I find a random issue with certificates renovation.
There is a similar post talking about it (MongoDB failing after certificates are renewed), but in my case this solution is already applied and is not solving the issue or bug.
Could you say me something about the following issue? is it a bug or something i’m doing wrong?
Issue description
When a certificate (appdb-om-with-https-db-cert) is renewed mongo-enterprise-operator launch a renewal process to update 2 secrets (appdb-om-with-https-db-cert-pem and om-with-https-db-config) but the last part of the process fails.
Therefore, the cluster is left with an incorrect configuration within the om-with-https-db-config secret pointing to the old certificate (which no longer exists) instead of pointing to the newly recreated one.
Due to this error after some time all mongo pods become to a CrashLoopBackOff state:
Steps to reproduce:
As this error is random, the only way to reproduce it is force certificate renewal some times until issue happens.
- Change certificate duration and wait
- Edit cert definition and set duration to lower allowed time (1h)

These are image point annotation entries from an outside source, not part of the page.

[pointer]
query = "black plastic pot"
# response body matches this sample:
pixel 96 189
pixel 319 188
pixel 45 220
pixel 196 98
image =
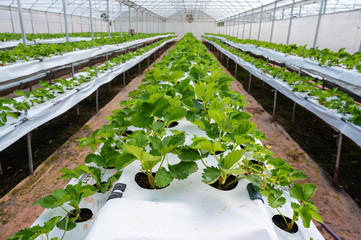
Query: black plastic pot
pixel 253 194
pixel 279 221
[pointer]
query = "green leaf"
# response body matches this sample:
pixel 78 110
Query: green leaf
pixel 210 175
pixel 163 177
pixel 298 175
pixel 56 199
pixel 141 121
pixel 51 223
pixel 156 143
pixel 66 224
pixel 256 181
pixel 306 216
pixel 175 114
pixel 188 154
pixel 169 143
pixel 309 191
pixel 68 173
pixel 123 160
pixel 158 127
pixel 19 93
pixel 232 158
pixel 183 169
pixel 147 160
pixel 296 192
pixel 274 198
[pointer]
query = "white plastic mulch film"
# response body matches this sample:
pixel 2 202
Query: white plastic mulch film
pixel 41 113
pixel 188 209
pixel 348 79
pixel 328 115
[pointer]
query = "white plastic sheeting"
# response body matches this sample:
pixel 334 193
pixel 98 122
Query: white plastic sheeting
pixel 94 203
pixel 186 209
pixel 20 70
pixel 42 113
pixel 328 115
pixel 348 79
pixel 11 44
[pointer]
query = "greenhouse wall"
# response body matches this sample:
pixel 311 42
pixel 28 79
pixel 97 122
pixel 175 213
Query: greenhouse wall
pixel 303 31
pixel 40 22
pixel 202 23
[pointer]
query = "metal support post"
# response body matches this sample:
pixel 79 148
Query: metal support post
pixel 129 18
pixel 30 154
pixel 244 23
pixel 72 70
pixel 72 24
pixel 250 27
pixel 274 103
pixel 81 23
pixel 61 26
pixel 12 21
pixel 146 23
pixel 121 20
pixel 97 100
pixel 239 22
pixel 66 22
pixel 318 24
pixel 108 18
pixel 31 20
pixel 20 11
pixel 47 21
pixel 260 24
pixel 136 21
pixel 273 21
pixel 293 112
pixel 290 23
pixel 338 156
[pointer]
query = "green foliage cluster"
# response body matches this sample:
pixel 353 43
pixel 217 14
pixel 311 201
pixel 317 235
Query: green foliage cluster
pixel 187 84
pixel 324 57
pixel 40 51
pixel 330 98
pixel 37 36
pixel 13 108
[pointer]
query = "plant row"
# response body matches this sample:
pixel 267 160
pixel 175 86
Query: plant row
pixel 38 36
pixel 330 98
pixel 324 57
pixel 97 166
pixel 40 51
pixel 188 84
pixel 15 107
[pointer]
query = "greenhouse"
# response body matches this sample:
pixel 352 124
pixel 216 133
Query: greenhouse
pixel 192 119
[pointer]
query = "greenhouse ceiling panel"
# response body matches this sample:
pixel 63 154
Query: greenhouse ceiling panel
pixel 219 10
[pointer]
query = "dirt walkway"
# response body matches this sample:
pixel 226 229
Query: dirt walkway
pixel 338 210
pixel 336 207
pixel 16 210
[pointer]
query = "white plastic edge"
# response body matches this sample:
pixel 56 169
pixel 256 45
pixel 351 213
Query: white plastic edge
pixel 19 70
pixel 348 79
pixel 42 113
pixel 331 117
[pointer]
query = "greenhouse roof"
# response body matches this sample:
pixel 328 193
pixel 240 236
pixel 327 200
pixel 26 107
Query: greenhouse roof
pixel 217 9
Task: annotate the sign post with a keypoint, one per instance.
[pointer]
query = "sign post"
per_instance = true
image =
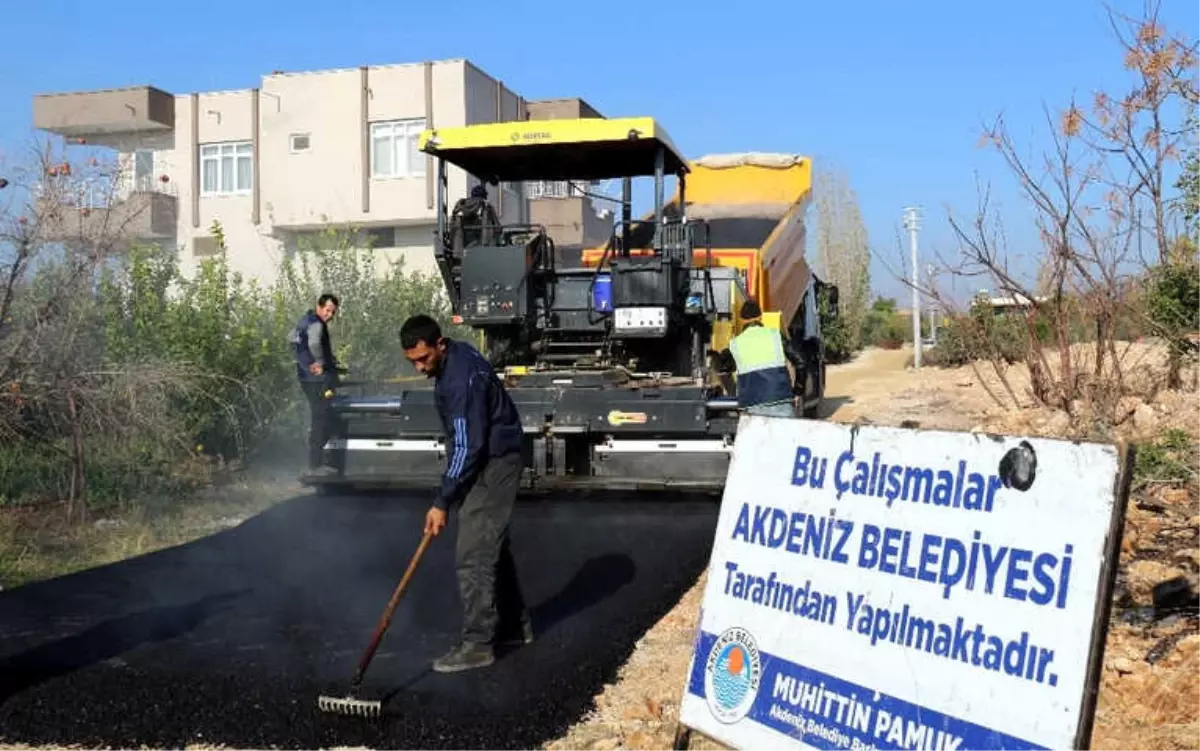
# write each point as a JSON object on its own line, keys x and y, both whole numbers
{"x": 879, "y": 588}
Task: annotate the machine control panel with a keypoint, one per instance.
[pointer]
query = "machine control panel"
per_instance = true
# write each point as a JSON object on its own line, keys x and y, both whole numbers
{"x": 649, "y": 320}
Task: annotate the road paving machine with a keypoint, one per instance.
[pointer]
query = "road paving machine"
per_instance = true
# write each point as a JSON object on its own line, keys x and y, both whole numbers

- Wait until a few renews after some or all pods in mongodb namespace are with CrashLoopBackOff state
- Force manual renew
- Ensure to be loggedin openshift and set mongodb as your project
oc login oc project mongodb
- Execute certificate manager manual renew multiple times
cmctl renew appdb-om-with-https-db-cert
My current workaround.
-
Verify current certificate hash
-
Check config is pointig to wrong certificate
-
Modify config secret pointing to current certificate
-
Restart the mongo-enterprise-operator by deleting the POD (which will be recreated by the OpenShift ReplicaSet).